Experimental and Theoretical Study of Ultra-Hard AlMgB14-TiB2 Composites: Structure, Hardness and Self-Lubricity

Abstract

It is known that the presence of oxygen phases in hard materials leads to an undesirable decrease in the mechanical properties. In materials based on AlMgB14, the main oxygen impurity is spinel MgAl2O4; it significantly reduces the hardness of AlMgB14 and its formation during sintering is inevitable. In this work, the ultra-hard spark plasma sintered (SPSed) AlMgB14-TiB2 composite material was fabricated from the AlMgB14-TiB2 precursor obtained by self-propagating high-temperature synthesis (SHS). Due to the high synthesis temperatures, the main oxygen phase in the obtained composite was Al4B2O9 instead of spinel MgAl2O4. It was found that the obtained composite has excellent mechanical properties. The maximum hardness of the sample is 44.1 GPa. The presence of oxygen in the form of the Al4B2O9 phase led to unexpected results: the friction coefficient of the obtained AlMgB14-TiB2 composite under dry conditions against the Al2O3 counter-specimen is approximately four times lower than the friction coefficient of pure ceramic AlMgB14 (0.18 against 0.7, respectively).
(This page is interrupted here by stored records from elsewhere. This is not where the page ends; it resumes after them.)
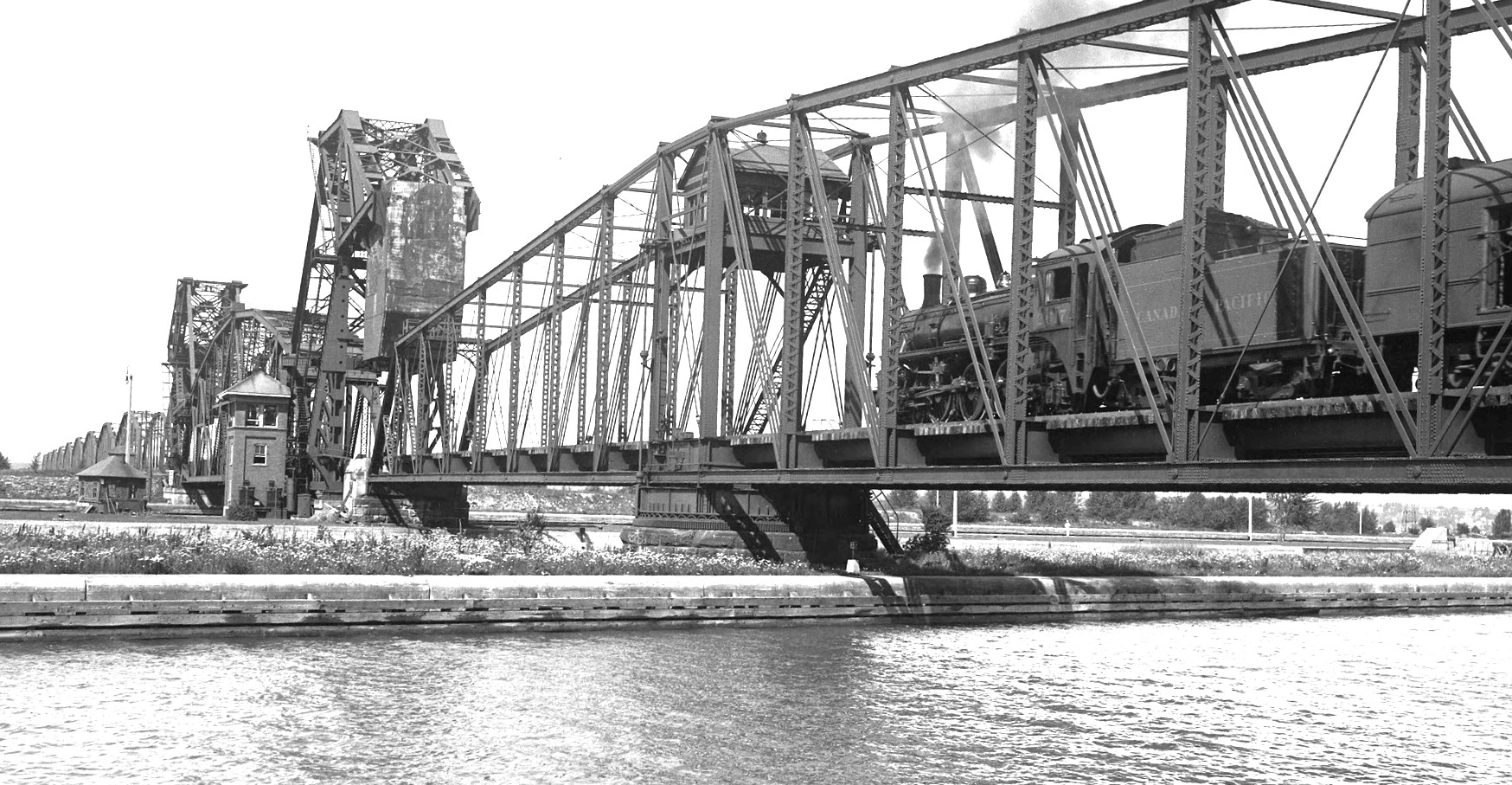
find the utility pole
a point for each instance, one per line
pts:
(129, 418)
(954, 512)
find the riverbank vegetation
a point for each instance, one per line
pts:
(1195, 562)
(1198, 512)
(40, 550)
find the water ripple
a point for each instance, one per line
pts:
(1271, 701)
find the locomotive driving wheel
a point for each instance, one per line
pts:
(944, 407)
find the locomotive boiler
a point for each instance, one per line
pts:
(1271, 330)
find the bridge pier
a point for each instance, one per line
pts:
(814, 524)
(420, 505)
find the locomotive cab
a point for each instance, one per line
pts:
(1479, 275)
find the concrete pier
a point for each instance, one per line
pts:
(48, 607)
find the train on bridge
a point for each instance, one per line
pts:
(727, 325)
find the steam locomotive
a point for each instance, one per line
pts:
(1272, 330)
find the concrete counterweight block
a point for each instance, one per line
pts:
(440, 505)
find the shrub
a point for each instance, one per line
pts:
(240, 512)
(974, 507)
(936, 531)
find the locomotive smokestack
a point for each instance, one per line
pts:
(932, 289)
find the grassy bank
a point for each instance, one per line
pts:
(42, 550)
(1188, 562)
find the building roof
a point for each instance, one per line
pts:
(258, 384)
(112, 467)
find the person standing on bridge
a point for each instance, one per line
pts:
(356, 481)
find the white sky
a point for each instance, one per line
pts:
(153, 141)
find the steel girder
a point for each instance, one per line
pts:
(354, 159)
(699, 365)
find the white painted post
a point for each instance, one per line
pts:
(954, 512)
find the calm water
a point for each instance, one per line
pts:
(1289, 701)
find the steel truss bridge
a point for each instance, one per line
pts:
(726, 319)
(676, 329)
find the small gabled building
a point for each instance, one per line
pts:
(256, 416)
(112, 486)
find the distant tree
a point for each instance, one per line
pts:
(1035, 501)
(1228, 513)
(1015, 503)
(905, 498)
(1000, 503)
(1372, 522)
(1291, 512)
(1105, 505)
(972, 507)
(936, 531)
(1192, 513)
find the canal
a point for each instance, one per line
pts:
(1265, 701)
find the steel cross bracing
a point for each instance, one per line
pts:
(701, 281)
(214, 342)
(331, 377)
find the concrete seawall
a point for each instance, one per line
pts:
(48, 607)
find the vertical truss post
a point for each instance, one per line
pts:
(552, 356)
(714, 348)
(1435, 226)
(1410, 106)
(1067, 234)
(511, 439)
(1218, 139)
(420, 404)
(857, 386)
(790, 410)
(727, 371)
(893, 301)
(1026, 145)
(1202, 100)
(604, 342)
(661, 398)
(478, 427)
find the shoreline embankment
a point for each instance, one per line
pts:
(54, 607)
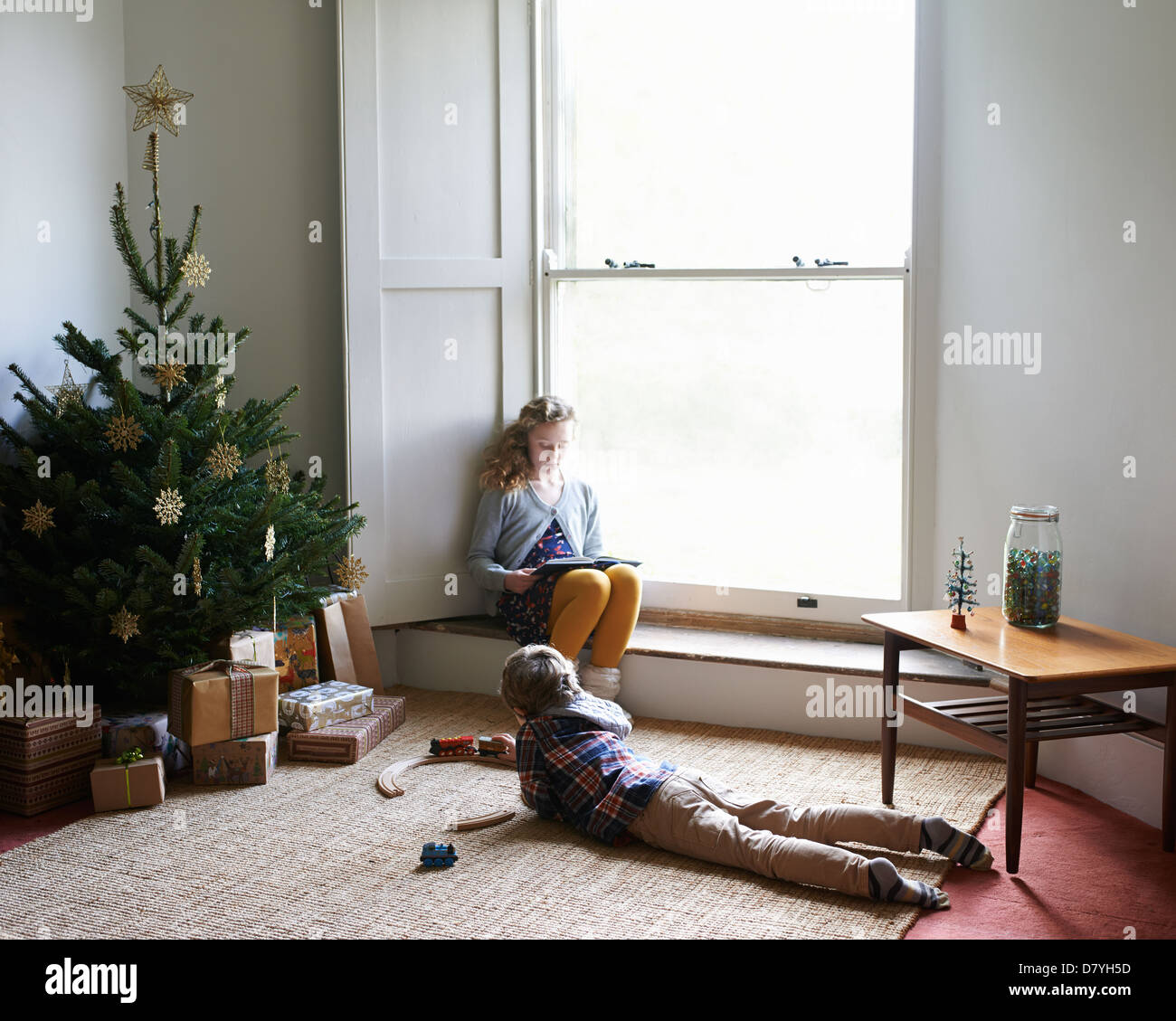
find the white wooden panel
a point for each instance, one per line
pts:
(438, 246)
(439, 128)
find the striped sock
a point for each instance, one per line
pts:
(944, 837)
(886, 884)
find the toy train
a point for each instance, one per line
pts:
(439, 856)
(465, 746)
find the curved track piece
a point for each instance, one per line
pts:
(386, 783)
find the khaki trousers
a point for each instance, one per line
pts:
(695, 814)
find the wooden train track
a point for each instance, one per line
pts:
(388, 786)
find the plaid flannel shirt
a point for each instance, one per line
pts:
(571, 769)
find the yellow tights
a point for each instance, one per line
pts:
(604, 600)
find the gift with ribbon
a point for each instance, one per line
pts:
(122, 730)
(223, 700)
(297, 654)
(133, 780)
(321, 704)
(255, 646)
(351, 740)
(245, 760)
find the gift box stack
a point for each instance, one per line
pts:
(345, 718)
(227, 711)
(45, 761)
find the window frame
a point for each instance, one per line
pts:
(552, 163)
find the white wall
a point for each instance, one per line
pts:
(63, 151)
(1030, 238)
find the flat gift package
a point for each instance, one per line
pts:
(124, 731)
(128, 785)
(295, 654)
(255, 646)
(223, 700)
(321, 704)
(45, 761)
(346, 648)
(352, 740)
(246, 760)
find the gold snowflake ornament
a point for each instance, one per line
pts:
(195, 269)
(69, 393)
(38, 519)
(168, 506)
(278, 476)
(156, 101)
(169, 374)
(223, 460)
(125, 625)
(351, 573)
(124, 433)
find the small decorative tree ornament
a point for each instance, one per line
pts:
(961, 587)
(38, 519)
(352, 573)
(69, 394)
(195, 269)
(125, 625)
(223, 460)
(168, 506)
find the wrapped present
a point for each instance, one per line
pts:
(295, 654)
(254, 646)
(46, 761)
(223, 700)
(352, 740)
(124, 731)
(246, 760)
(321, 704)
(128, 781)
(346, 648)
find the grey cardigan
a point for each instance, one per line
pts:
(508, 525)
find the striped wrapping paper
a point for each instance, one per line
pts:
(349, 742)
(51, 766)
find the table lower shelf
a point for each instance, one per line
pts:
(983, 721)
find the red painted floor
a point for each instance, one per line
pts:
(1086, 872)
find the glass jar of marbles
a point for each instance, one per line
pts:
(1033, 567)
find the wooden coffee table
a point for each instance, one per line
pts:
(1049, 672)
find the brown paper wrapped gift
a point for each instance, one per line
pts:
(347, 649)
(133, 785)
(223, 700)
(254, 646)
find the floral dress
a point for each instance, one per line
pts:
(527, 613)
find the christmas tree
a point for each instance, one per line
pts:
(961, 586)
(136, 533)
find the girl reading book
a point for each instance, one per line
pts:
(532, 513)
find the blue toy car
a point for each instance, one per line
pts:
(439, 856)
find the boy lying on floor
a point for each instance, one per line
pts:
(574, 765)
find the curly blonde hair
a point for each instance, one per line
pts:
(508, 459)
(536, 677)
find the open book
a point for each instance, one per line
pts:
(563, 563)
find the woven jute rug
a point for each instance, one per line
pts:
(320, 853)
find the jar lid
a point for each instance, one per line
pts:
(1045, 513)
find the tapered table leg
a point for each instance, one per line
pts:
(1015, 773)
(889, 707)
(1169, 808)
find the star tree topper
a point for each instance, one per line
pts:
(156, 101)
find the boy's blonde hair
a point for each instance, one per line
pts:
(536, 677)
(507, 459)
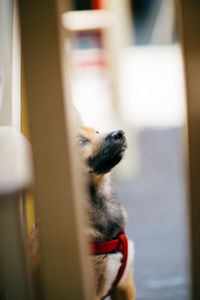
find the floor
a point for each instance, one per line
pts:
(156, 205)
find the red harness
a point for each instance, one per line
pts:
(120, 244)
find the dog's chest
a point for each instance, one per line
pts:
(106, 214)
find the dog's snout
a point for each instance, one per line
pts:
(118, 134)
(115, 135)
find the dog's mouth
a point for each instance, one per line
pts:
(109, 153)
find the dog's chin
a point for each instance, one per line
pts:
(105, 161)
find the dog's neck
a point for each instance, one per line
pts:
(106, 213)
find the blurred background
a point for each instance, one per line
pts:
(126, 72)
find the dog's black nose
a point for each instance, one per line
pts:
(118, 134)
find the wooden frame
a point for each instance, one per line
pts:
(190, 23)
(58, 194)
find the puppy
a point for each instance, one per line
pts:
(107, 218)
(101, 153)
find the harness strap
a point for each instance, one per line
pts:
(120, 244)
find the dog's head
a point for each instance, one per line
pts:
(101, 152)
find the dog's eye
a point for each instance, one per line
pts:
(82, 142)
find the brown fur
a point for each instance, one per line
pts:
(100, 190)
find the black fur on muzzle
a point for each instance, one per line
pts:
(109, 152)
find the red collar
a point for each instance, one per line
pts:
(120, 244)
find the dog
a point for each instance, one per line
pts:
(100, 153)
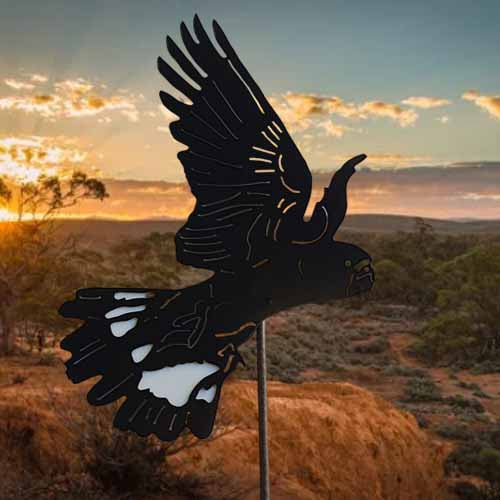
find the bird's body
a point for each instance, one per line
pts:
(169, 351)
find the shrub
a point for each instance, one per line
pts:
(418, 390)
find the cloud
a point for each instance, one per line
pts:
(489, 103)
(18, 85)
(37, 77)
(301, 111)
(395, 160)
(70, 99)
(404, 117)
(425, 102)
(25, 158)
(333, 129)
(459, 190)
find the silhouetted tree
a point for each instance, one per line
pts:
(31, 250)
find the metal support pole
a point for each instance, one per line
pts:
(262, 392)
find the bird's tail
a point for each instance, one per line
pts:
(155, 347)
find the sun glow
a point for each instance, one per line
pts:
(7, 215)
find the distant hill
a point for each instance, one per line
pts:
(102, 232)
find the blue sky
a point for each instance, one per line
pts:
(359, 51)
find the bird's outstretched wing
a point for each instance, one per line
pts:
(248, 176)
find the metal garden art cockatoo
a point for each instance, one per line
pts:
(169, 351)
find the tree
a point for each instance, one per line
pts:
(467, 325)
(31, 248)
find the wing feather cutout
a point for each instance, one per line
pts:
(249, 179)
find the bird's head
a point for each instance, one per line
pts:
(338, 270)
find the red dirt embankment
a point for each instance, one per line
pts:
(327, 440)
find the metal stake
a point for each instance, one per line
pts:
(262, 393)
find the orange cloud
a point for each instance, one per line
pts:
(425, 102)
(333, 129)
(24, 159)
(489, 103)
(72, 98)
(404, 117)
(38, 78)
(18, 85)
(302, 111)
(467, 190)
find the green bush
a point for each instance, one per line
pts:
(418, 390)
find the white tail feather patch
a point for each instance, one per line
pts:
(207, 394)
(176, 383)
(120, 311)
(120, 328)
(139, 353)
(132, 295)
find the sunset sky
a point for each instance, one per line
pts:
(414, 85)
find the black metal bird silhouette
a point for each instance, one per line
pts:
(169, 351)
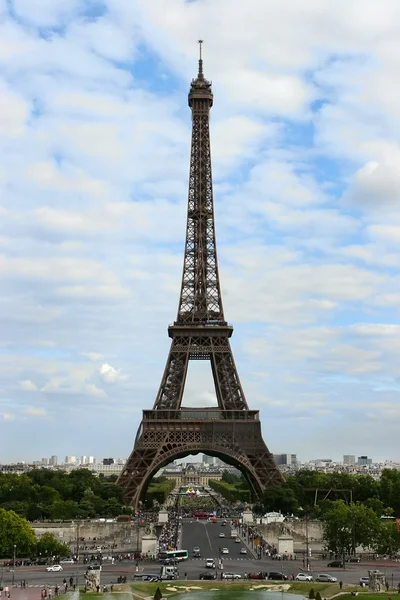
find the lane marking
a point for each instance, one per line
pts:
(208, 537)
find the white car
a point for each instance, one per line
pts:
(304, 577)
(326, 578)
(210, 563)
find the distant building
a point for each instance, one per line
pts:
(191, 475)
(363, 461)
(285, 459)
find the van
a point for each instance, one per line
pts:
(169, 572)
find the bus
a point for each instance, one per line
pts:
(173, 555)
(198, 514)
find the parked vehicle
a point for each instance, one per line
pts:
(231, 576)
(54, 568)
(210, 563)
(326, 578)
(208, 575)
(303, 577)
(276, 576)
(335, 563)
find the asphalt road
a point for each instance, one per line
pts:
(206, 536)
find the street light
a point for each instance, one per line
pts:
(15, 546)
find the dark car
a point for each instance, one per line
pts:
(146, 577)
(276, 576)
(208, 575)
(335, 563)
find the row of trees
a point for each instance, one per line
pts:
(233, 492)
(347, 527)
(44, 494)
(158, 491)
(15, 531)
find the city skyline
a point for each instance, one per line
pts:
(94, 143)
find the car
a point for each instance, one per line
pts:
(303, 577)
(210, 563)
(146, 577)
(208, 575)
(231, 576)
(335, 563)
(54, 568)
(277, 576)
(326, 578)
(94, 568)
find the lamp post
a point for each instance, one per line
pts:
(13, 581)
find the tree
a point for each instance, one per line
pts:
(15, 531)
(388, 539)
(347, 527)
(49, 545)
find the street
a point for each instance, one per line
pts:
(204, 534)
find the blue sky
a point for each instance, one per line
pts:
(94, 143)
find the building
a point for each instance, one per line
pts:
(363, 461)
(285, 459)
(186, 475)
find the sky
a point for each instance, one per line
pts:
(94, 155)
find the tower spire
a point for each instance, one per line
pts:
(200, 73)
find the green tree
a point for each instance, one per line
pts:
(49, 545)
(388, 538)
(14, 530)
(347, 527)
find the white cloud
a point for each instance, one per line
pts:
(111, 375)
(27, 386)
(35, 412)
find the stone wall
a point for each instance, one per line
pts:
(295, 529)
(93, 532)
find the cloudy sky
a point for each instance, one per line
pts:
(94, 143)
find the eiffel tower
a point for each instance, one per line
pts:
(169, 431)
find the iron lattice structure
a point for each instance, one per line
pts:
(231, 432)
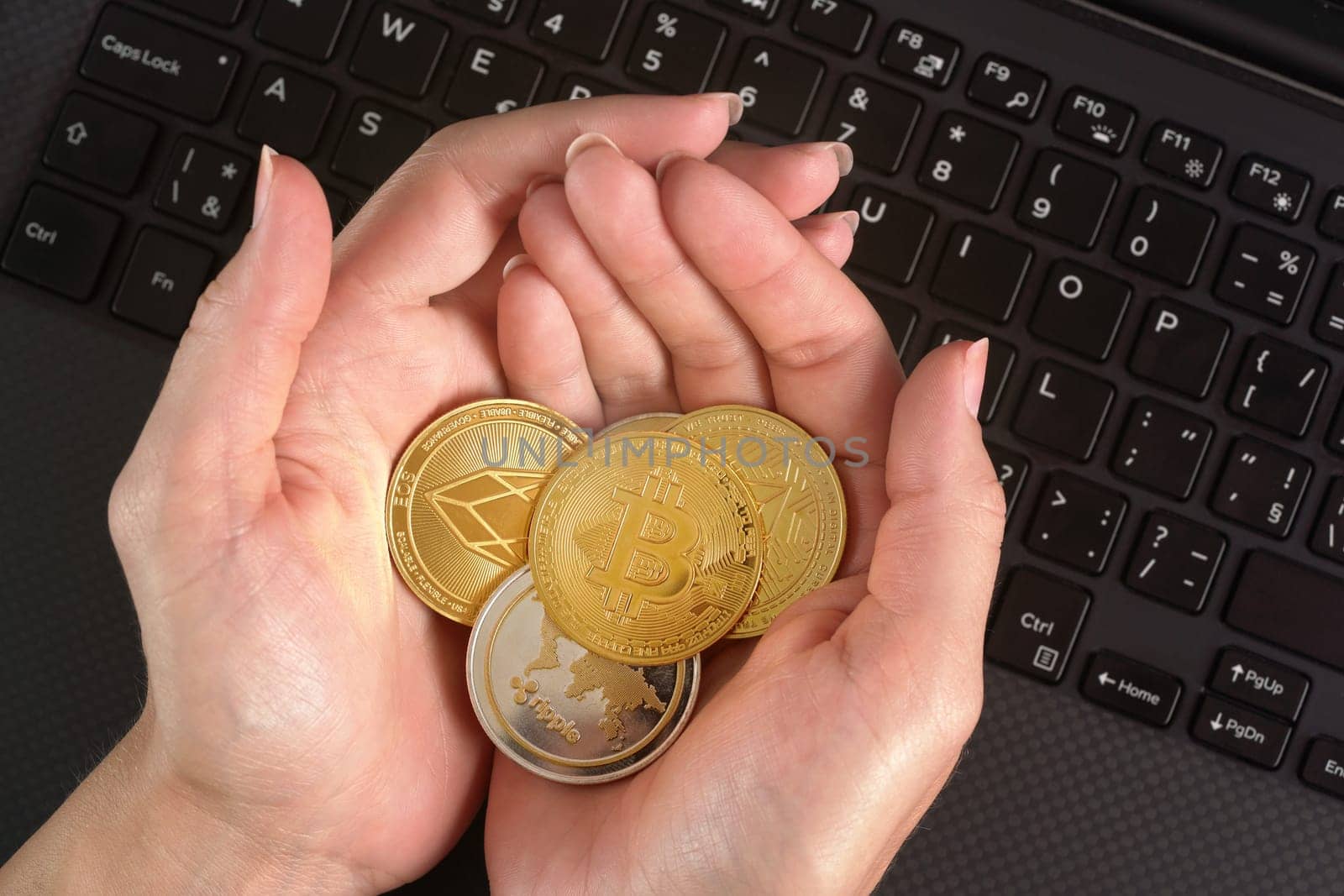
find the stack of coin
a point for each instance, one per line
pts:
(596, 569)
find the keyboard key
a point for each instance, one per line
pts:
(675, 50)
(163, 280)
(1077, 523)
(494, 78)
(1260, 683)
(60, 242)
(100, 144)
(1265, 273)
(1007, 86)
(398, 50)
(968, 160)
(1241, 732)
(1037, 624)
(1132, 688)
(1163, 448)
(777, 85)
(893, 233)
(875, 120)
(1176, 560)
(378, 139)
(981, 271)
(1095, 121)
(203, 183)
(286, 109)
(1066, 197)
(1166, 235)
(161, 63)
(998, 365)
(837, 23)
(308, 29)
(1278, 385)
(582, 27)
(1183, 154)
(921, 54)
(1179, 347)
(1261, 486)
(1270, 187)
(1063, 409)
(1081, 309)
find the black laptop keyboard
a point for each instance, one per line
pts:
(1164, 307)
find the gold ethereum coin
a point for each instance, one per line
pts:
(461, 497)
(797, 490)
(644, 551)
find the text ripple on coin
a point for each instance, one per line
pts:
(561, 711)
(801, 501)
(461, 497)
(644, 551)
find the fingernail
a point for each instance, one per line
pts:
(974, 374)
(586, 141)
(265, 174)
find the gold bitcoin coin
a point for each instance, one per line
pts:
(645, 553)
(797, 490)
(461, 497)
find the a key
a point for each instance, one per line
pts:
(494, 78)
(1261, 486)
(1007, 86)
(1166, 235)
(1081, 309)
(161, 282)
(777, 85)
(1175, 560)
(1097, 121)
(1270, 187)
(1077, 523)
(1068, 197)
(286, 109)
(1132, 688)
(100, 144)
(675, 49)
(161, 63)
(60, 242)
(981, 270)
(378, 139)
(1183, 154)
(1037, 624)
(875, 120)
(924, 55)
(1063, 409)
(1179, 347)
(584, 27)
(1012, 469)
(398, 50)
(1328, 537)
(1278, 385)
(203, 184)
(998, 364)
(1163, 448)
(308, 29)
(1265, 273)
(968, 160)
(893, 233)
(837, 23)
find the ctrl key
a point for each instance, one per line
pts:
(60, 242)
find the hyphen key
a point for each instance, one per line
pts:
(159, 62)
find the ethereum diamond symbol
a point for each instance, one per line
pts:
(490, 511)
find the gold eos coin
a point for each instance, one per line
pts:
(797, 490)
(645, 553)
(561, 711)
(461, 499)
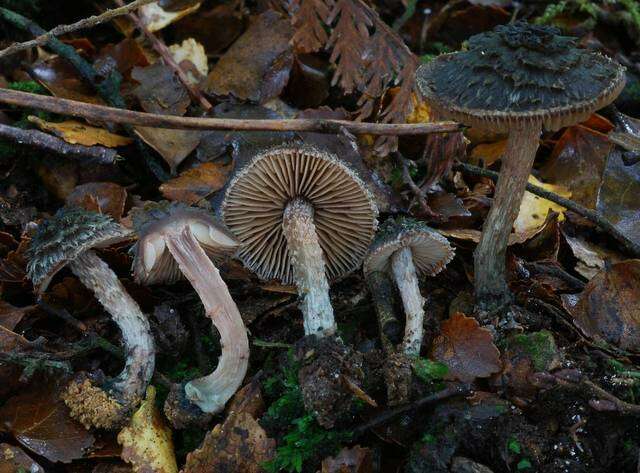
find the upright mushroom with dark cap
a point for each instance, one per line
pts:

Based on the observed results, it was found that the Al4B2O9 particles formed during the SHS are responsible for the low friction coefficient. The quantum chemical calculations showed that the elastic moduli of Al4B2O9 are significantly smaller than the elastic moduli of AlMgB14 and TiB2. Thus, during sliding, Al4B2O9 particles are squeezed out onto the composite surface, form the lubricating layer and reduce the friction coefficient.